Today, rapid and often visual exploration of data can lead to new hypothesis directly, taking researchers in directions they might never have considered previously.
New Sources of Data Broaden Options for Public Health Officials
Modern technology isn’t just providing new ways to look at existing data. It’s also affording doctors and scientists new sources of data for investigating public health problems.
The most famous example of this might be Google’s Flu Trends. By analyzing search trends, data scientists were able to accurately plot flu outbreaks well before they became rampant. When users would make search queries about symptoms that had yet to become significant enough to bring to the attention of medical professionals, they were actually giving clues that indicated they were in the early stages of the flu. This innovate approach to disease tracking provided a two-week lead on traditional influenza outbreak tracking.

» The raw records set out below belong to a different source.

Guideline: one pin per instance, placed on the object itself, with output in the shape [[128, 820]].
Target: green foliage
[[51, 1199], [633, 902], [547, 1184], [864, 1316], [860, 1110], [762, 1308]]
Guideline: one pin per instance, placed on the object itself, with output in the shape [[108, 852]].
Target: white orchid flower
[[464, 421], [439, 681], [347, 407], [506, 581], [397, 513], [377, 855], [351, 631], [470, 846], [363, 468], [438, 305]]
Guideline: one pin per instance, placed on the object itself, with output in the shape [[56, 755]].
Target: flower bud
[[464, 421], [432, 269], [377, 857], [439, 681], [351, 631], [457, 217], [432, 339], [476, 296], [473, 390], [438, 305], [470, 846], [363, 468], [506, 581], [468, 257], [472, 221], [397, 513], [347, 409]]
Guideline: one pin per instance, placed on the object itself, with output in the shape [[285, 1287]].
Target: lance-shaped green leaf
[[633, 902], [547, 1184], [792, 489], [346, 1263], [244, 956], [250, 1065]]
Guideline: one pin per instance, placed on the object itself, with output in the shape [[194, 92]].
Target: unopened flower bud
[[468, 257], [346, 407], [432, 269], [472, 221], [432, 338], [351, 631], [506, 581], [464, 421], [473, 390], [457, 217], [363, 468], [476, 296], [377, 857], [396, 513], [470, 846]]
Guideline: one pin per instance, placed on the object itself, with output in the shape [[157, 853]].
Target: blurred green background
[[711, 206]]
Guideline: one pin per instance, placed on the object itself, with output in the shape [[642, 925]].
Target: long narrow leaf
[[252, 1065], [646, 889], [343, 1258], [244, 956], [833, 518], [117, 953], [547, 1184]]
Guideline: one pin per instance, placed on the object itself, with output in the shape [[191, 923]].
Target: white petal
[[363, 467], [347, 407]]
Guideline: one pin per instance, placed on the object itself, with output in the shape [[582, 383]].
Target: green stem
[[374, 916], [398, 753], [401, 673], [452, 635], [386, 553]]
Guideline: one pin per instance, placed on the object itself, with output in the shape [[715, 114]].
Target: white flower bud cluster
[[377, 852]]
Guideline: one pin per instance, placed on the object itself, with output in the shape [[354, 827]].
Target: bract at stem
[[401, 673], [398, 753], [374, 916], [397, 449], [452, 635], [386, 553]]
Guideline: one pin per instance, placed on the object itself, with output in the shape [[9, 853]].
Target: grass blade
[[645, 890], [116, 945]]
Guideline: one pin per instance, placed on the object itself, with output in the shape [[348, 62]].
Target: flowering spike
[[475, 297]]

Using Clues Left in Social Media and Other Sources to Identify Risk Factors
In the future, data scientists might not only look at such inadvertent self-reporting, but also to other information posted publicly to social media or other sources that could simply describe risk factors rather than actual infection. During the 2014 Ebola outbreak in Africa, the International Telecommunication Union rapidly developed methods to track movements and Call Data Records in the outbreak area to assist epidemiologists in developing spread models to anticipate where the disease would head next.
All these different data sources that are now ready for comparison present a challenge to data scientists, however. Researchers and public health agencies have been collecting data for decades and sometimes centuries. The formats they use to store the information are often wildly incompatible, and the accuracy of older data is sometimes suspect.
How Data Science Will Contribute to Cancer Prevention
As described in the Harvard School of Public Health Magazine, a new effort dubbed “Investigation-Study-Assay” aims to help fix this issue. ISA offers a common data model with metadata attributes for tagging that can be used to store almost any sort of health-related information. A software suite allows data to be imported and converted between the ISA format and a variety of popular database systems.
Already, the system has paid off, giving investigators the tools they need to discover a relationship between cancer and stem cell data that has allowed them to identify the genes responsible for certain cancers.